Neonatal Clinical Trials
Neonatal Clinical Trials 2
Qi Zhou (she/her/hers)
Neonatology
Children's Hospital of Fudan University
Shanghai, Shanghai, China (People's Republic)
Newborn ophthalmologic examination is a painful procedure. Untreated pain experiences in infants have both short-term and long-term consequences, and pain control is essential. Unfortunately, non-pharmacological pain strategies are usually ineffective for complex and protracted procedures, whereas many pharmacologic agents have adverse effects. Magnetic auricular acupuncture (MAA) is a new method of pain relief that is potentially safe and effective.
Objective:
The objective of this study was to conduct a large definitive triple blinded randomized controlled trial of MAA for reducing pain in neonates undergoing ophthalmologic examination.
Design/Methods:
This was a multi-center randomized controlled trial conducted at 16 tertiary hospitals in the People’s Republic of China.
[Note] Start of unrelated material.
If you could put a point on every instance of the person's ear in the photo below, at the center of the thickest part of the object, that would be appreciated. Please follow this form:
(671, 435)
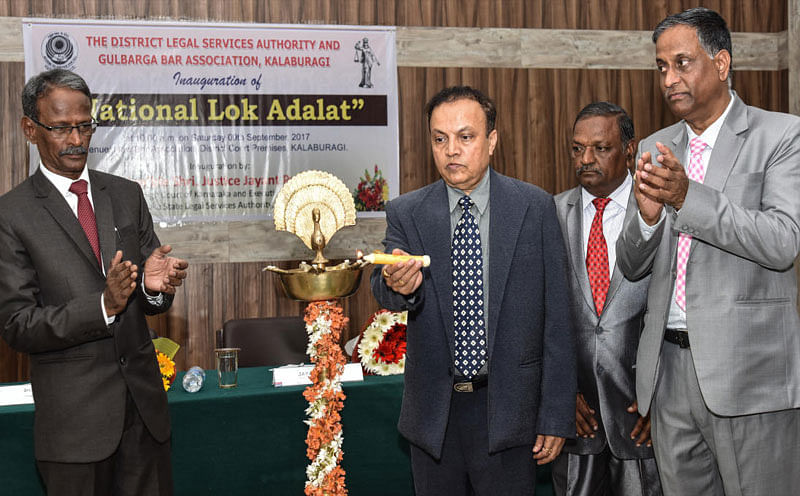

Infants were eligible for participation if they were born at 26 to 42 weeks gestational age (GA) and admitted to participating NICUs during the study enrollment period, and scheduled to receive an eye examination for the first time at < 44 weeks’ corrected GA. Written informed consent was obtained from parents. Infants who were critically ill, dying or receiving sedatives were excluded. Infants randomized to the intervention (MAA) group received magnetic stickers applied prior to the ophthalmologic procedure. Control group infants received placebo stickers with the magnets removed. We compared the primary outcome of Premature Infant Pain Profile (PIPP) score during the procedure between the two groups.
Results:
A total of 408 patients were randomized, but 14 patients in each of the placebo and intervention groups did not receive ophthalmologic examination; leaving 190 patients in control group and 190 in intervention group. Infant characteristics were similar in the two groups, mean PIPP scores during eye exam were significantly lower in the intervention group compared to the control group (median (IQR): 10.00 (5.00,13.00) v 12.00 (7.00,14.00), p = 0.038).
Conclusion(s):
MAA may offer an alternate to current non-pharmacologic and pharmacologic interventions to alleviate neonatal pain. Future studies should assess the long term outcomes.